II - Para prevenir abusos contratuais e defender os consumidores está prevista a acção inibitória de cláusulas alegadamente abusivas, a qual tem um efeito preventivo que não se esgota com o mero assentimento voluntário da empresa em causa no sentido de desistir de incluir tal cláusula nos seus contratos de adesão.
(Sumário do Relator)
Decisão Texto Parcial:ACORDAM NESTE TRIBUNAL DA RELAÇÃO DE LISBOA (1ª SECÇÃO)

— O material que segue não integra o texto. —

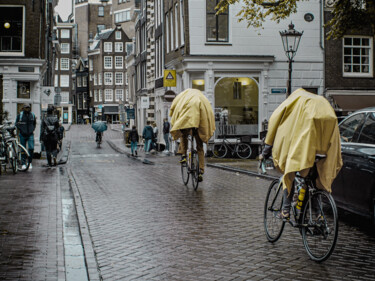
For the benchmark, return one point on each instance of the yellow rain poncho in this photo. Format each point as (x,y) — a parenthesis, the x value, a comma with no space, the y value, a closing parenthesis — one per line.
(191,109)
(302,126)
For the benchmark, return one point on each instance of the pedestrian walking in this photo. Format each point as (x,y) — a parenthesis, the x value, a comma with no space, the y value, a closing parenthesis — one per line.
(61,134)
(166,128)
(155,131)
(49,135)
(148,134)
(26,123)
(134,137)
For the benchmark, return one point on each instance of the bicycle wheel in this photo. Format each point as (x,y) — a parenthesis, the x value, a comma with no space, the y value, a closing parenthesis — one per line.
(272,224)
(220,150)
(320,232)
(194,169)
(185,173)
(22,159)
(243,150)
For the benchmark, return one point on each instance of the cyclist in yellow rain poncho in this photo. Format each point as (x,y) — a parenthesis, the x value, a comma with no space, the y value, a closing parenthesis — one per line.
(303,126)
(191,109)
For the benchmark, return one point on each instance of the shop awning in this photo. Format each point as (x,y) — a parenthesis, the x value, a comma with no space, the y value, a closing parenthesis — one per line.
(352,100)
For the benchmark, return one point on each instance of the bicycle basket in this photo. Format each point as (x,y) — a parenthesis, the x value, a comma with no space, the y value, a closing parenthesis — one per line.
(246,139)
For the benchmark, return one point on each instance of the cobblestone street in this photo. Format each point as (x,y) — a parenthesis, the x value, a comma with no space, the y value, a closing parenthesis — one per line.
(146,225)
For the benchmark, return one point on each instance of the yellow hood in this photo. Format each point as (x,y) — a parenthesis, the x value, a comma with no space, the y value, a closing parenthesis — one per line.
(304,125)
(191,109)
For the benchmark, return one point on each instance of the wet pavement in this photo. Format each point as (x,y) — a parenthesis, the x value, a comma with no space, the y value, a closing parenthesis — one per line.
(139,222)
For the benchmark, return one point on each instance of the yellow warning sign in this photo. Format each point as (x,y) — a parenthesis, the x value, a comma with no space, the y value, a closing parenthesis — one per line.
(169,78)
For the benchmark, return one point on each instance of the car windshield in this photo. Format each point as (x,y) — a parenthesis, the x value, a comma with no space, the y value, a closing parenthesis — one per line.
(349,127)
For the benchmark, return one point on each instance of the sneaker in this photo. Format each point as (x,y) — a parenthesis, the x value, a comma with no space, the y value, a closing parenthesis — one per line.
(200,177)
(183,159)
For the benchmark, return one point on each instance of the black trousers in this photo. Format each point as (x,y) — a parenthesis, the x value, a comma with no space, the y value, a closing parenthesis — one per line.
(51,149)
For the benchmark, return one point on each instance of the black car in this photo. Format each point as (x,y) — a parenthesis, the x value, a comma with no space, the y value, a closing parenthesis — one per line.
(354,187)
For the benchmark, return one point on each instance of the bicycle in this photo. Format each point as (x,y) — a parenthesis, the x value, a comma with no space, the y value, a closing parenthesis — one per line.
(98,139)
(191,165)
(317,221)
(241,148)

Nos presentes autos de acção declarativa de condenação, com processo sumário, que Ministério Público, ao abrigo do preceituado nos artºs 25º, 26º/1, c), e 27º/2, todos do DL 446/85, de 25 de Outubro, instaurou contra:
“C.- Telecomunicações, SA”, pessoa colectiva nº 503 412 031.
Pede o Autor que: - Seja declarada nula uma cláusula contratual geral utilizada pela Ré nos contratos que celebra com os seus clientes, condenando-se a Ré a abster-se de a usar em futuros contratos, e ainda que, a Ré seja também condenada a dar publicidade à proibição, nos termos do artº 30º/2 do diploma supra citado (para além de pedir a aplicação do artº 34º desse DL 446/85, de 25 de Outubro).

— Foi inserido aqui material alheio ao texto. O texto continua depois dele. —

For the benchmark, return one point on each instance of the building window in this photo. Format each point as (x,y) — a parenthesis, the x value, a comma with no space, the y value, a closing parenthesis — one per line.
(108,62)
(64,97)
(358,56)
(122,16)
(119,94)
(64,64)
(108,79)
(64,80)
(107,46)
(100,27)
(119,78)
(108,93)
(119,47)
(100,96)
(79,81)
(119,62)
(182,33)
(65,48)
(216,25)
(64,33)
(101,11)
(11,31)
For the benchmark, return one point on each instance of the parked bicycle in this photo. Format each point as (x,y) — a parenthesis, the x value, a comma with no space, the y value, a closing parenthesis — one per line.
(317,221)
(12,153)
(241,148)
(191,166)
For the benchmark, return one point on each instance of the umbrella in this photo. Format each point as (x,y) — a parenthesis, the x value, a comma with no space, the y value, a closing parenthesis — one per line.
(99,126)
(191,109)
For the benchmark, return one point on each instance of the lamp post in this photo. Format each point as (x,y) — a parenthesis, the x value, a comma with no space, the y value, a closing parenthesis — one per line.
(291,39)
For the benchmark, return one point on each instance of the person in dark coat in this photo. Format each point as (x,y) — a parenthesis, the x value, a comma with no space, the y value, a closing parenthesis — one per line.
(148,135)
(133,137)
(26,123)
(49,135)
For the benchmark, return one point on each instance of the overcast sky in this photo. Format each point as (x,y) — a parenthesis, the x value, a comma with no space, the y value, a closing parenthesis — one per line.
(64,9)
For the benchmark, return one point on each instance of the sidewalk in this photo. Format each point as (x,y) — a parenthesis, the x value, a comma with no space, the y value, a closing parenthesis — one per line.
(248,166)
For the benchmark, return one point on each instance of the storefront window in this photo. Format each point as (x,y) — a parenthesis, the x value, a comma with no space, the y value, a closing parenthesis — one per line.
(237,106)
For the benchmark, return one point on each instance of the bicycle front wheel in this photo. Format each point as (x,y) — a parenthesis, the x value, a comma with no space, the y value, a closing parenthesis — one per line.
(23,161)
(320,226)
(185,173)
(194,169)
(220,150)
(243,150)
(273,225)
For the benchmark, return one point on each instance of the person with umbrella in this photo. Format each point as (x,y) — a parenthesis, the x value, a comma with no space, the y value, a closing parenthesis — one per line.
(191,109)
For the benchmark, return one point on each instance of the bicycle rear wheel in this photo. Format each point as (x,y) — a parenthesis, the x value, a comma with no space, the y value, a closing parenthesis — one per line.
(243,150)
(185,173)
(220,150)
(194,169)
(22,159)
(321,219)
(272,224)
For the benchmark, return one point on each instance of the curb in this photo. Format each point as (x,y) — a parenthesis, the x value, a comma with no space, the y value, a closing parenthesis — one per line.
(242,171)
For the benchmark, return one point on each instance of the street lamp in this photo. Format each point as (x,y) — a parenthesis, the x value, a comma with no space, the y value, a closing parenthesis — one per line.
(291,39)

Na contestação, a Ré suscitou a eventual inutilidade originária da lide, por argumentar - em síntese - que cessou a utilização da cláusula contratual geral que o Autor, Ministério Público, pretende ver declarada nula (tal questão dependia ainda de prova a produzir, pelo que foi relegado o seu conhecimento para o momento próprio: o da sentença final).
Foi realizada a Audiência final e proferida a seguinte sentença - parte decisória:
“-…-
DECISÃO
- Nos termos e com os fundamentos expostos, julgando verificada a inutilidade superveniente (subjectiva) da lide, decido julgar extinta a instância nestes autos, nos termos do artigo 287º, e), do CPC.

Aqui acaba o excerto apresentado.